I'm Dreaming of a Black Christmas - Lewis Black [49]
On one of the flights on the tour, Deborah asked me to join her in the cockpit. (Now, there’s a hell of a word. Who came up with that one?) We were on one of those huge jumbo carrier planes that the United States keeps building even though we have too many of them already. So I went up there to sit with her. The view was astonishing, not just the expanse of rock and sand and desolation that is Afghanistan, but the display of all those dials, knobs, and switches the pilots have to contend with. It’s even more astonishing when, on the final approach, you overhear the two army pilots, who look to be about nine years old, arguing over which of the base’s two airstrips is the right one. Deborah and I were scared just a bit shitless. You do NOT want to be there for these kinds of decisions. She didn’t say anything, she just put her hand on my arm and dug her fingernails into me. It made me feel better, because the searing pain gave me something to distract me from what I wanted to do, which was to start screaming like a little girl.
To our growing anxiety, the pilots, as we got closer and closer and closer to the airfield, seemed completely unconcerned. Or maybe they were just fucking with us. As we were descending, the two of them finally agreed which airstrip to land on. Which was a good thing: you don’t want to be remembered as the guy who shit his pants while sitting next to the wife of the Chairman of the Joint Chiefs of Staff.

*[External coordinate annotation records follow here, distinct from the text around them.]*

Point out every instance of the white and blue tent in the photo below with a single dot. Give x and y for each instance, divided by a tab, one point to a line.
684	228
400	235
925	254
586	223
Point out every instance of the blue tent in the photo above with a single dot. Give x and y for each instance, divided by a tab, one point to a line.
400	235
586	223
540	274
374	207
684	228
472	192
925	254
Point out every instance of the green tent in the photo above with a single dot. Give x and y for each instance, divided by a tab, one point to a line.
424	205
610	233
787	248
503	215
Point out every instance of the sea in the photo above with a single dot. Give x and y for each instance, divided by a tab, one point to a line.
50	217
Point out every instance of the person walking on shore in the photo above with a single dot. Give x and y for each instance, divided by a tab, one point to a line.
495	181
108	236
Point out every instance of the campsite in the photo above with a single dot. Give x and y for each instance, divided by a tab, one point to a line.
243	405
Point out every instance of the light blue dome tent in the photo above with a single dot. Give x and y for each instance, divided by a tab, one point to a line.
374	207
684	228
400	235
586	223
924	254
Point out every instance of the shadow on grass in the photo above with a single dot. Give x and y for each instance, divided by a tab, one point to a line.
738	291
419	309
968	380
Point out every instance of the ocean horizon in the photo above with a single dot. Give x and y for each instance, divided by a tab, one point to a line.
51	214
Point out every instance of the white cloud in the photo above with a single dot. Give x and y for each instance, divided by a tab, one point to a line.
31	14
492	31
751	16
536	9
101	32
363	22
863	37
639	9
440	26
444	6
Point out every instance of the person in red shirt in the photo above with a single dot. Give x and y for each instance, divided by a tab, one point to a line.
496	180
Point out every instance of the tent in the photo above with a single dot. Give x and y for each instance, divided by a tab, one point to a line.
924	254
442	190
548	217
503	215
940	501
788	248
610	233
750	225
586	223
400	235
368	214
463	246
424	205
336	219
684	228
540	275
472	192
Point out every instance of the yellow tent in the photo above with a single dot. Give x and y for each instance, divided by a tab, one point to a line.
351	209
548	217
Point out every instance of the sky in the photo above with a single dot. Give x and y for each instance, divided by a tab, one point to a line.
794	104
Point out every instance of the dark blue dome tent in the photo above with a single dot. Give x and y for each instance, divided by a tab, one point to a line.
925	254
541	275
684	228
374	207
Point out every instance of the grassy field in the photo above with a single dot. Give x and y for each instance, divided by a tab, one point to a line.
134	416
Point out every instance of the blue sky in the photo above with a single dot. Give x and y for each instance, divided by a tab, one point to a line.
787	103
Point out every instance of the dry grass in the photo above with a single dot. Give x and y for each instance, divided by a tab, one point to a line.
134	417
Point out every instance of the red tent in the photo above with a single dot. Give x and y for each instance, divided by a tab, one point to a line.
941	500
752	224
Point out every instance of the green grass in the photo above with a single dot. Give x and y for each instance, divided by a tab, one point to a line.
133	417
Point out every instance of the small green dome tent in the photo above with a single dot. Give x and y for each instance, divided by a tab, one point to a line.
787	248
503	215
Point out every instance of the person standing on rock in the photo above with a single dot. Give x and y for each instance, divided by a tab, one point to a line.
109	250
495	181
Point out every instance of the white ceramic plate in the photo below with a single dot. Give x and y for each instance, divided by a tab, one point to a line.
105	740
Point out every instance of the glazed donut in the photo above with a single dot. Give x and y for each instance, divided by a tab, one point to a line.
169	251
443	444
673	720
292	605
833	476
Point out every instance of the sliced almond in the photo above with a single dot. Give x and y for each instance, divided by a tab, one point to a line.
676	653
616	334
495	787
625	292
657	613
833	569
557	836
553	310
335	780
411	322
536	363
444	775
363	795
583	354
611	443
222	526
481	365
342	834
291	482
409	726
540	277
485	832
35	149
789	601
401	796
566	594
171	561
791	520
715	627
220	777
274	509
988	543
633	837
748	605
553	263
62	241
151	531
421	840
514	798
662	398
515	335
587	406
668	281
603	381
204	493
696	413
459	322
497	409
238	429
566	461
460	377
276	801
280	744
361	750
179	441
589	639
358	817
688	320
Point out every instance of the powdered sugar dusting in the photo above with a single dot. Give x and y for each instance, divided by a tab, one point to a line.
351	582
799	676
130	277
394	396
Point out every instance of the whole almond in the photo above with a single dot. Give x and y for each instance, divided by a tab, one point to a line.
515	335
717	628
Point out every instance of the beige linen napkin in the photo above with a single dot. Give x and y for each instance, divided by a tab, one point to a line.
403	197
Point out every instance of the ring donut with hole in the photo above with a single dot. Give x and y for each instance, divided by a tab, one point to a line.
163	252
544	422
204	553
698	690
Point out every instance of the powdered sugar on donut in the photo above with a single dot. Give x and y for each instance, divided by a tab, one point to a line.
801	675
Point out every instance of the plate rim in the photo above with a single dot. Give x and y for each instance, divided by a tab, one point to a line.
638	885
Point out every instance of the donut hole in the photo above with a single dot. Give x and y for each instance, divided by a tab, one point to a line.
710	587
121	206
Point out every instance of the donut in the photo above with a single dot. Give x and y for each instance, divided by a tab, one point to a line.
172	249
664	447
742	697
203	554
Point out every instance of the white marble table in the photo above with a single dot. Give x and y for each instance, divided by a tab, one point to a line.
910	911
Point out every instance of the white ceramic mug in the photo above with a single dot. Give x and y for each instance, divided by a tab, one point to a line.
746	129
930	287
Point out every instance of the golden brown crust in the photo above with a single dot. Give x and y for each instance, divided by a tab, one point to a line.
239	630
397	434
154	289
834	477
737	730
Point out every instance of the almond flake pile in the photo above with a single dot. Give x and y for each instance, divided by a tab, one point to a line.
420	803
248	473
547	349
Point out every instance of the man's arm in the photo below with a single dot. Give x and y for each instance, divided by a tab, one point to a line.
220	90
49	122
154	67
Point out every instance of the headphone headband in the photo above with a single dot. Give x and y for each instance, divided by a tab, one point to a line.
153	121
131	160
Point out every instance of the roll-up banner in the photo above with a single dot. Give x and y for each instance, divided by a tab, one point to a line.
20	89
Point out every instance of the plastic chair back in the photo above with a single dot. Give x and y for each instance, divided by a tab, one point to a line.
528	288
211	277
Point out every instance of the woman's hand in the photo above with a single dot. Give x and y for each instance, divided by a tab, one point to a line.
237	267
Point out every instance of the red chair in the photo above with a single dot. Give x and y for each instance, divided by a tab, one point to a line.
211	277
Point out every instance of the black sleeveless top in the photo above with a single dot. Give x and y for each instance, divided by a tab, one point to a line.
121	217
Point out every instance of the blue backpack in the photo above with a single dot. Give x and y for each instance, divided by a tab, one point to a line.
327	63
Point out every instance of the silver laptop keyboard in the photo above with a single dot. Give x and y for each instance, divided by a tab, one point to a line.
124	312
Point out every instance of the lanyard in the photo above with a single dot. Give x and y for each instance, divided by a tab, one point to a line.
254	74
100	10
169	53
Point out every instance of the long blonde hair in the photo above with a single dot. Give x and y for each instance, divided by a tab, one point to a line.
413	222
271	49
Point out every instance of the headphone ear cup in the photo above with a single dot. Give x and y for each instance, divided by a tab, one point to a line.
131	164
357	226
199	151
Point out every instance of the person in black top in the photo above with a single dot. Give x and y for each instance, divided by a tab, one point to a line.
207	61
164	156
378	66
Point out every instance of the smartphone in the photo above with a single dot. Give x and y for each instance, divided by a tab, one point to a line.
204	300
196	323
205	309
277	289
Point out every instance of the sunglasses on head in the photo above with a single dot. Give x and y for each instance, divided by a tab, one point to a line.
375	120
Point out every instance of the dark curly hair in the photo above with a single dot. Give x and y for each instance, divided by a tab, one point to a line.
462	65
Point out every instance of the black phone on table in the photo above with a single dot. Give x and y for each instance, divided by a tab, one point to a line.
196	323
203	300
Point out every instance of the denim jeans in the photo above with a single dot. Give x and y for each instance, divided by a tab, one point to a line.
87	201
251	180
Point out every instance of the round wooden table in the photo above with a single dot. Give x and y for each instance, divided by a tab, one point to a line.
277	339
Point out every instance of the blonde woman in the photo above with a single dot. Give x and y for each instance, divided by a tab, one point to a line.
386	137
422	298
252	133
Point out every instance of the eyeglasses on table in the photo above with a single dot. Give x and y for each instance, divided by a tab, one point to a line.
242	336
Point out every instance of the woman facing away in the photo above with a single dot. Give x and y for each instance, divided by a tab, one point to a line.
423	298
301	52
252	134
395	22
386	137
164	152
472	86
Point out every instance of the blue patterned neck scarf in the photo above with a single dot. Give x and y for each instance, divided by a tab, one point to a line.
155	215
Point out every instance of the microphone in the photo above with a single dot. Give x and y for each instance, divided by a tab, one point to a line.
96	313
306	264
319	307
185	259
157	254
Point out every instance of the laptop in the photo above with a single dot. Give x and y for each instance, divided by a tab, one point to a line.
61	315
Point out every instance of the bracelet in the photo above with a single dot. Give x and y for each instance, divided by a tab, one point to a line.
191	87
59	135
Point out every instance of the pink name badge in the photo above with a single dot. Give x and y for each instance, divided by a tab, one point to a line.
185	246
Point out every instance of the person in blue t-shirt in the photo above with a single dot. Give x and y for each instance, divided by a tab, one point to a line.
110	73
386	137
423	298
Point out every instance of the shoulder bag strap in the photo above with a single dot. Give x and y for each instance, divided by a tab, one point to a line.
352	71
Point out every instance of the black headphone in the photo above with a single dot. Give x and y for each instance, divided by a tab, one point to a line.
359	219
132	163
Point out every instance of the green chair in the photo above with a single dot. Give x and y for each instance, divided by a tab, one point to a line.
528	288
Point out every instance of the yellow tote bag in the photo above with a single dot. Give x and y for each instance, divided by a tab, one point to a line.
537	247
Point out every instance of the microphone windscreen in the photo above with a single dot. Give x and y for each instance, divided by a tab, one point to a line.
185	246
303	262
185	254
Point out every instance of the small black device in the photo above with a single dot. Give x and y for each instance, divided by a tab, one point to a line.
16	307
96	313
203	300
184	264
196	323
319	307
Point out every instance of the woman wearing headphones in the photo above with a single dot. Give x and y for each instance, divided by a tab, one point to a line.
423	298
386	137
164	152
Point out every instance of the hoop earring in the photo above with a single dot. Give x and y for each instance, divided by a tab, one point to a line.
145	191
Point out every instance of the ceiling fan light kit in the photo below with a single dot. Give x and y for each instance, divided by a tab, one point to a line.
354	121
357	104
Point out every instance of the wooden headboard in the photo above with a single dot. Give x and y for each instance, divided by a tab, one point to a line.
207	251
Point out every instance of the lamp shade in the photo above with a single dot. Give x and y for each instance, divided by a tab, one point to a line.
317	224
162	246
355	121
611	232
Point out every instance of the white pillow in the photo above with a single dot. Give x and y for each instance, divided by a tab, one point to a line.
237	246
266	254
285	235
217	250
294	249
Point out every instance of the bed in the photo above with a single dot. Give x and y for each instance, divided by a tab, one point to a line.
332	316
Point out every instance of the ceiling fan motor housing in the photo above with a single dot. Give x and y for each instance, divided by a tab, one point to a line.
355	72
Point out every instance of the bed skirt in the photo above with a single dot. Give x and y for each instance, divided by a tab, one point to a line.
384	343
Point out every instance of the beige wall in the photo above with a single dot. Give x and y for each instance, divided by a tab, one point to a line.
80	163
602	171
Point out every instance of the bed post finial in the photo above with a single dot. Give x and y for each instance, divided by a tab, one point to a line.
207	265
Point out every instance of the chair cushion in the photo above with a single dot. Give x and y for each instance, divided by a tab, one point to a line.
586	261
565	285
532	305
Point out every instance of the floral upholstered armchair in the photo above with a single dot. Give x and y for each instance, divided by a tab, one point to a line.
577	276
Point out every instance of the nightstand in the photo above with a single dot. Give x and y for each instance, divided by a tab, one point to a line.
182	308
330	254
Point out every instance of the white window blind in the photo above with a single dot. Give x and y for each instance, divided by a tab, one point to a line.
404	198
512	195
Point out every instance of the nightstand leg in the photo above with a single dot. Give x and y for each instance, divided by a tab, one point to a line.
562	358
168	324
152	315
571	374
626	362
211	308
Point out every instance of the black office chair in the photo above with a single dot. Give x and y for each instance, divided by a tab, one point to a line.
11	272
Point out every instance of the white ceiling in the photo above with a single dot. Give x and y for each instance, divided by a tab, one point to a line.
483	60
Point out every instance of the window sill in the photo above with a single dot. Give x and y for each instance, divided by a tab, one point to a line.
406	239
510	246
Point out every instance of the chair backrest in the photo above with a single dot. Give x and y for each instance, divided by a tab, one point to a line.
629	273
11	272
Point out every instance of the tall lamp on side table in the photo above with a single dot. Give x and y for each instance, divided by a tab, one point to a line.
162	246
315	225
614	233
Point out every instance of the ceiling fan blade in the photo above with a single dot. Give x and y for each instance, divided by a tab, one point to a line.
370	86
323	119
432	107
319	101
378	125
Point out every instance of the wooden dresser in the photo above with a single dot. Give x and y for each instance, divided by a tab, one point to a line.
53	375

We never made it to Baghdad that trip, and that pissed me off. You fly all the fuck way to Iraq, you want to see Baghdad. At this point it was all getting very blurry. We were doing our seventh show and it was only Wednesday. At the end of the show we were supposed to catch a flight to Baghdad. But when it was time to go, we were told that the weather was bad for flying. It had something to do with the wind and dust storms. As a result, we were going to have to miss Baghdad, where we were to stay at Saddam’s palace—or one of them, at any rate. It was a bit of a blow to all of us. I wanted to see how a completely insane ruler lived. We all had personal reasons we wanted to get there. (The next year, we did make it to Baghdad, and we stayed at the palace Saddam had built in honor of his daughter’s wedding. It was on a man-made lake, which Saddam had stocked with fish, because he liked to go fishing. There was a wall surrounding the palace that had been built to maintain privacy, and so that his subjects wouldn’t know that Saddam had siphoned off the water that the farmers needed for their farmland so that he could maintain his lake. For his OCCASIONAL amusement and recreation, Saddam left the local farmers with arid land to till. In the buildup to the war, this is the kind of information that we might have been told. It certainly would have helped in manipulating public opinion. I guess just saying he was a meanie was enough. Oh yeah, and those weapons of mass destruction.
Since we couldn’t get to Baghdad the first time, we had to stay at the base that night. Usually each of us had our own room. They were nothing fancy, but compared to the troops’ quarters, we were living large. It turned out that because of a lack of housing, all of the guys were going to have to stay together.
Armed with this happy news, I walked into the very confined space. The whole experience brought back images of summer camp—WHICH I HATED! My mind was too fried to cope. The place felt claustrophobic, and I never feel claustrophobic.